To realize multi-depth 3D HUD, four kinds of techniques including geometric optics-based HUD systems [3], integral imaging-based HUD systems [4], computer-generated holography (CGH)-based HUD systems [5], and HOEs-based HUD systems [[6], [7], [8], [9]] have been currently proposed. The multi-depth information of geometric optics-based HUD systems is projected by multi-focal freeform lenses or auto-focus elements. However, the optical systems of these HUDs are complex and difficult to design and manufacture. Besides, the speed of dynamic focusing is limited [10]. In the integral imaging-based HUD systems, 3D HUD images with low visual fatigue and full parallax are realized using a four-dimensional light field as its image source. But its spatial resolution is low and there is a compromise with the angular resolution [11]. In theory, the CGH-based HUDs are ideal as they can reconstruct the wavefront information of 3D images. Nevertheless, its display performance is constrained by the massive computation of holograms and the limited bandwidth of existing spatial light modulators [12].

Due to the advantages of compact, versatile and convenient production of HOEs, the HUDs of multi-depth plane based on HOEs have attracted much attention. In 2016, Koki et al. successfully expanded the display area and field of view of a digital holographic projection system by using a digitally designed HOE, and they produced a large-area 3D transparent display suitable for in-car HUD [13]. Meanwhile, utilizing holographic display technology, Lee et al. proposed an AR display based on mirror-lens HOE [14]. In 2018, Jackin et al. made a 3D transparent display system by combining holographic micro mirror array sheets and light field display technique [15]. In 2020, using a combination of two 90-degree prisms and a HOE, Wu et al. made a kind of transparent HUD with a wide viewing angle and extended eyebox [16]. In 2021, Liu et al. successfully created an AR HUD system with multi-plane, large area, and multi-color images using volume HOEs [17]. Moreover, they made a multi-plane AR HUD with a real-virtual dual mode and large eyebox in 2022 [9]. In 2023, a large depth of field 3D HUD was made by Lv et al. using a multi-focal HOE and integral imaging technology [2]. Jiang et al. expanded the depth of field of the 3D transparent display system using a dual-mode lens array HOE and integral imaging technique [18].

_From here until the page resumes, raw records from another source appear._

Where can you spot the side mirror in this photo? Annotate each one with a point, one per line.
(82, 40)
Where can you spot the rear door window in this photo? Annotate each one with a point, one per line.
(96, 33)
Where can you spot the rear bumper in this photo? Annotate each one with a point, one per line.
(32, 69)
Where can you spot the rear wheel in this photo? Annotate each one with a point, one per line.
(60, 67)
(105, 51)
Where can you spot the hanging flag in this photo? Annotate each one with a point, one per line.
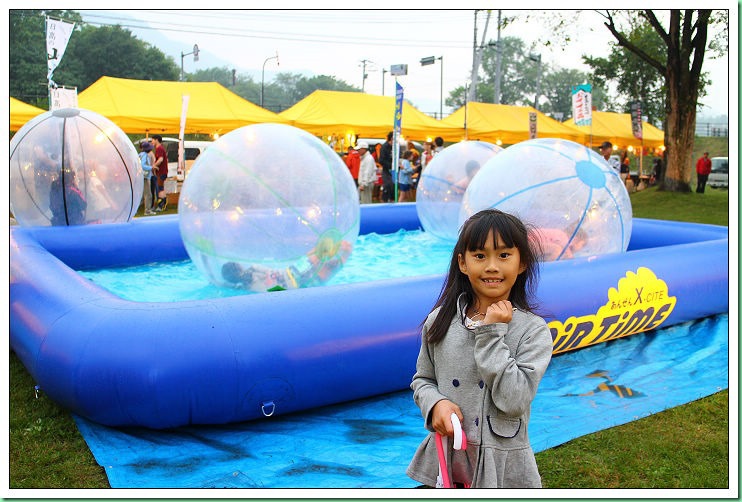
(63, 97)
(532, 125)
(181, 134)
(636, 119)
(582, 104)
(57, 35)
(397, 134)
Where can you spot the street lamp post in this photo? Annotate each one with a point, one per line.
(262, 76)
(537, 59)
(431, 60)
(466, 99)
(183, 55)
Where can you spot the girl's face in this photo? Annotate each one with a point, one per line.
(492, 271)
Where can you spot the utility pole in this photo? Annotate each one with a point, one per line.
(498, 65)
(474, 63)
(477, 57)
(365, 75)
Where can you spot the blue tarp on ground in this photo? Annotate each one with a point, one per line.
(369, 443)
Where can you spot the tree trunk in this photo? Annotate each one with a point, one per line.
(682, 77)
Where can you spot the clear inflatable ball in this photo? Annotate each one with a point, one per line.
(568, 192)
(73, 167)
(443, 183)
(268, 207)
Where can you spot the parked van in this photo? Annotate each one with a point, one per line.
(191, 150)
(719, 176)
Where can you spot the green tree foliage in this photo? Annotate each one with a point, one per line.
(91, 53)
(520, 79)
(112, 51)
(635, 79)
(684, 35)
(556, 87)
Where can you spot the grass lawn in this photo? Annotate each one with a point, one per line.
(684, 447)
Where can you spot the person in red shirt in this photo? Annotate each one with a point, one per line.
(703, 169)
(353, 161)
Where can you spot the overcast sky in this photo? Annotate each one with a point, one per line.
(339, 43)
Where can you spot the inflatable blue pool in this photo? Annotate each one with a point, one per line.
(246, 357)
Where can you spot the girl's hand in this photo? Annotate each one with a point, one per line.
(441, 418)
(501, 311)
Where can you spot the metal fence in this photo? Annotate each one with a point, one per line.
(709, 129)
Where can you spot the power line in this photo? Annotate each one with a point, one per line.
(105, 20)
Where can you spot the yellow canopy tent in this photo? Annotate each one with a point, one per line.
(21, 112)
(154, 107)
(616, 128)
(507, 124)
(354, 114)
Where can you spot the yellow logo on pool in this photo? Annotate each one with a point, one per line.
(641, 303)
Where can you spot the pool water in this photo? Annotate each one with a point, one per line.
(404, 253)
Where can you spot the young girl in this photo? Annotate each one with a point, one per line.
(482, 357)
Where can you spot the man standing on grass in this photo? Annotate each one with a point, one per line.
(703, 169)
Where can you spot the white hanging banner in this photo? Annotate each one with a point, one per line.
(63, 97)
(181, 148)
(57, 35)
(582, 104)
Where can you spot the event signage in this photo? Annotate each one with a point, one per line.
(57, 35)
(636, 119)
(181, 137)
(582, 104)
(63, 97)
(398, 70)
(531, 125)
(640, 303)
(398, 103)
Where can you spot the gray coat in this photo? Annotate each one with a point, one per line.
(492, 373)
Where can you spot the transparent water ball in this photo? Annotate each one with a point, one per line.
(443, 183)
(73, 167)
(269, 207)
(576, 201)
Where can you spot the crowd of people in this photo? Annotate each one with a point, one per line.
(373, 173)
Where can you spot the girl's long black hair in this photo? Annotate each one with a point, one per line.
(472, 236)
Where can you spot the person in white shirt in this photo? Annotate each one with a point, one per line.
(606, 149)
(366, 173)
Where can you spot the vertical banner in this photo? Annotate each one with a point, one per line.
(181, 134)
(62, 97)
(57, 35)
(636, 119)
(531, 125)
(397, 134)
(582, 104)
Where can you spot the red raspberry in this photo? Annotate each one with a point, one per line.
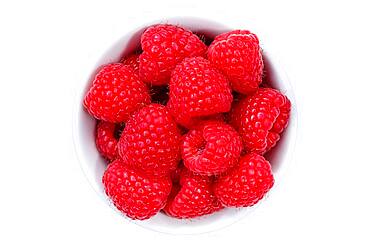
(116, 93)
(190, 123)
(260, 118)
(194, 198)
(134, 194)
(132, 61)
(105, 140)
(197, 89)
(175, 174)
(212, 148)
(164, 46)
(150, 141)
(238, 55)
(159, 94)
(246, 184)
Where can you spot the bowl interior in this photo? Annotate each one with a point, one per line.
(93, 165)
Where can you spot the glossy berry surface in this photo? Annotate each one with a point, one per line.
(193, 198)
(132, 61)
(105, 140)
(197, 89)
(134, 194)
(115, 94)
(150, 141)
(238, 55)
(246, 184)
(164, 46)
(260, 118)
(212, 148)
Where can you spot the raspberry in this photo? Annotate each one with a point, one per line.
(132, 61)
(194, 198)
(150, 141)
(159, 94)
(238, 55)
(116, 92)
(193, 122)
(260, 118)
(164, 46)
(175, 174)
(105, 140)
(196, 90)
(212, 148)
(246, 184)
(134, 194)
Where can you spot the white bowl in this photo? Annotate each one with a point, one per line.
(93, 165)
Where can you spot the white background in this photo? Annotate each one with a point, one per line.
(45, 50)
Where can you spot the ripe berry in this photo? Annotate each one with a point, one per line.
(212, 148)
(260, 118)
(246, 184)
(164, 46)
(238, 55)
(150, 141)
(134, 194)
(197, 89)
(115, 94)
(105, 139)
(194, 197)
(132, 61)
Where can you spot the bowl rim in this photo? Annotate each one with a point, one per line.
(81, 89)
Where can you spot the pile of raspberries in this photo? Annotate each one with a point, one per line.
(184, 125)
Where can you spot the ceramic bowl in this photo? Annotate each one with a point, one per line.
(93, 164)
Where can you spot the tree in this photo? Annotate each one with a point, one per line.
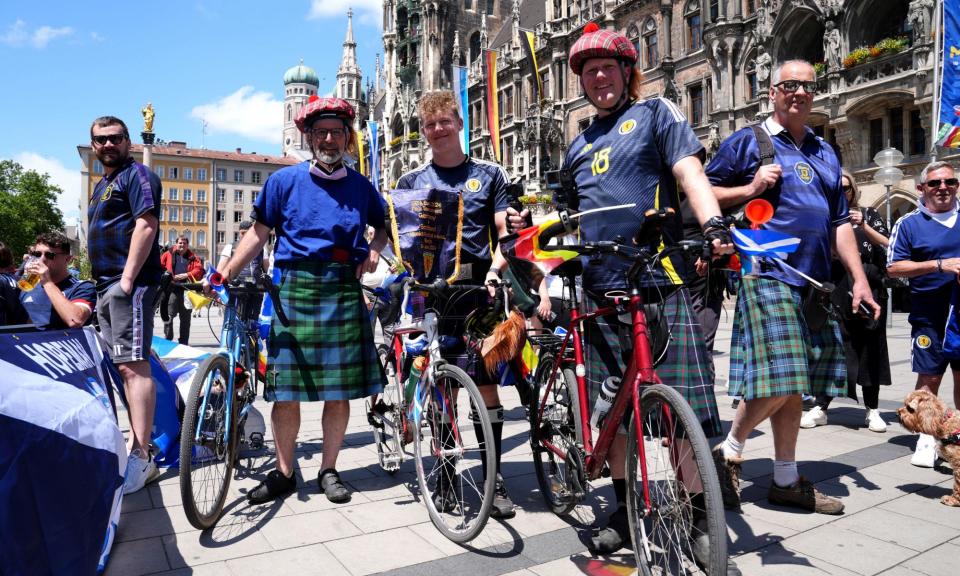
(28, 206)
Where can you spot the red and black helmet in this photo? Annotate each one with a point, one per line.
(601, 43)
(318, 108)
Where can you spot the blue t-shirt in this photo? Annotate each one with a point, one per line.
(312, 216)
(920, 238)
(808, 201)
(133, 190)
(38, 305)
(484, 188)
(628, 157)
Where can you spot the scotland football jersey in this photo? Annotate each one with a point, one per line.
(627, 157)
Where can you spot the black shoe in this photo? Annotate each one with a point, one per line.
(275, 486)
(503, 506)
(614, 535)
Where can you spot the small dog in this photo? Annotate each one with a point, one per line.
(925, 413)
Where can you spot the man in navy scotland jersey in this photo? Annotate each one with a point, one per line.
(122, 243)
(775, 355)
(484, 188)
(925, 247)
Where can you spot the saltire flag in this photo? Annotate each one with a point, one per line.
(460, 90)
(374, 154)
(493, 108)
(530, 48)
(948, 135)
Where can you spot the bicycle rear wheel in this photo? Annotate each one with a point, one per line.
(455, 470)
(684, 530)
(206, 459)
(560, 477)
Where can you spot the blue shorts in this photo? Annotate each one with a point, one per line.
(926, 350)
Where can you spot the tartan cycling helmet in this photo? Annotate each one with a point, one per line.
(318, 108)
(601, 43)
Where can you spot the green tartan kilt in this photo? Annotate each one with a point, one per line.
(774, 353)
(685, 366)
(328, 351)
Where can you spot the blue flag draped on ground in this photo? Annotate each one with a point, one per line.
(62, 456)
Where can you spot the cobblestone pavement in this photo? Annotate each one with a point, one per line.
(894, 523)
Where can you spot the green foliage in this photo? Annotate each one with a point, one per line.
(28, 206)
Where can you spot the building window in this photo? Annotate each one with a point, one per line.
(694, 31)
(696, 105)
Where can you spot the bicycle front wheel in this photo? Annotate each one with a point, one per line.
(683, 531)
(456, 469)
(206, 449)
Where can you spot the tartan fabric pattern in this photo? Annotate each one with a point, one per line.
(327, 352)
(685, 366)
(773, 352)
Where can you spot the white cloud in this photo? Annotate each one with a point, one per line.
(254, 115)
(67, 179)
(18, 34)
(366, 11)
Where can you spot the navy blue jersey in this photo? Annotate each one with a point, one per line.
(484, 188)
(808, 200)
(311, 216)
(132, 191)
(623, 158)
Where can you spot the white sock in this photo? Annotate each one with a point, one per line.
(731, 448)
(785, 473)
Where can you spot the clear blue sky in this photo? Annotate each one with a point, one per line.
(64, 63)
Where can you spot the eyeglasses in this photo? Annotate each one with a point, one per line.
(809, 86)
(115, 139)
(322, 134)
(950, 182)
(49, 255)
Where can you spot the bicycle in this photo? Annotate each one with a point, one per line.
(212, 434)
(669, 464)
(455, 470)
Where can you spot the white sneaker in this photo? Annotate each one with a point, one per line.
(874, 422)
(926, 453)
(140, 472)
(813, 418)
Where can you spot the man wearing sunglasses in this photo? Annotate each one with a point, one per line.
(59, 300)
(925, 247)
(777, 353)
(125, 256)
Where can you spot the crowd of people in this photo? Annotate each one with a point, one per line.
(788, 339)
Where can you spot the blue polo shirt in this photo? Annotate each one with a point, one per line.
(38, 305)
(919, 237)
(623, 158)
(808, 200)
(133, 190)
(313, 216)
(484, 188)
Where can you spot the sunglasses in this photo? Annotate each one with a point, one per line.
(950, 182)
(48, 255)
(809, 86)
(115, 139)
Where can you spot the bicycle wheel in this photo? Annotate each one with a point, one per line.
(560, 477)
(684, 530)
(206, 460)
(455, 470)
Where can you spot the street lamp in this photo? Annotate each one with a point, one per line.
(888, 175)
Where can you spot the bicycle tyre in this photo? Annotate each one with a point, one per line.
(671, 522)
(560, 426)
(214, 452)
(473, 515)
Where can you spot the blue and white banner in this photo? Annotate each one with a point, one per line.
(460, 89)
(62, 455)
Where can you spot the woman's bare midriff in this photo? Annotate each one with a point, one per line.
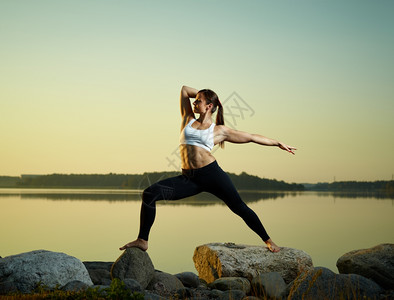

The imaging principles of the HOEs are based on the diffraction, and chromatic dispersion blur will occur when the HOE is illuminated with a broadband light. To address this issue, the simplest solution is to use narrowband light sources such as lasers to illuminate the HOEs [19]. But lasers have problems of speckle noise and potential safety hazards to the human eye. In addition, the laser is expensive. Another solution is to restore the images generated by HOE through image processing methods such as convolution filtering to optimize their clarity [20]. These methods not only require complex structures, but also have low light energy efficiency.

In this paper, a kind of multi-depth imaging HUD using broadband composite holographic elements is proposed. A composite holographic combiner (CHC) with functions of holographic lens (HOEL), holographic mirror (HOEM), and holographic diffuser (HOED) is designed and fabricated to project the multi-depth driving information onto different depth planes. A composite dispersion compensation element (CDCE) is designed and fabricated to compensate the dispersion of CHC. The principles of dispersion compensation are detailed. A multi-depth imaging HUD is fabricated and tested. 3D images in near, middle, and far depth planes are displayed in high resolution simultaneously.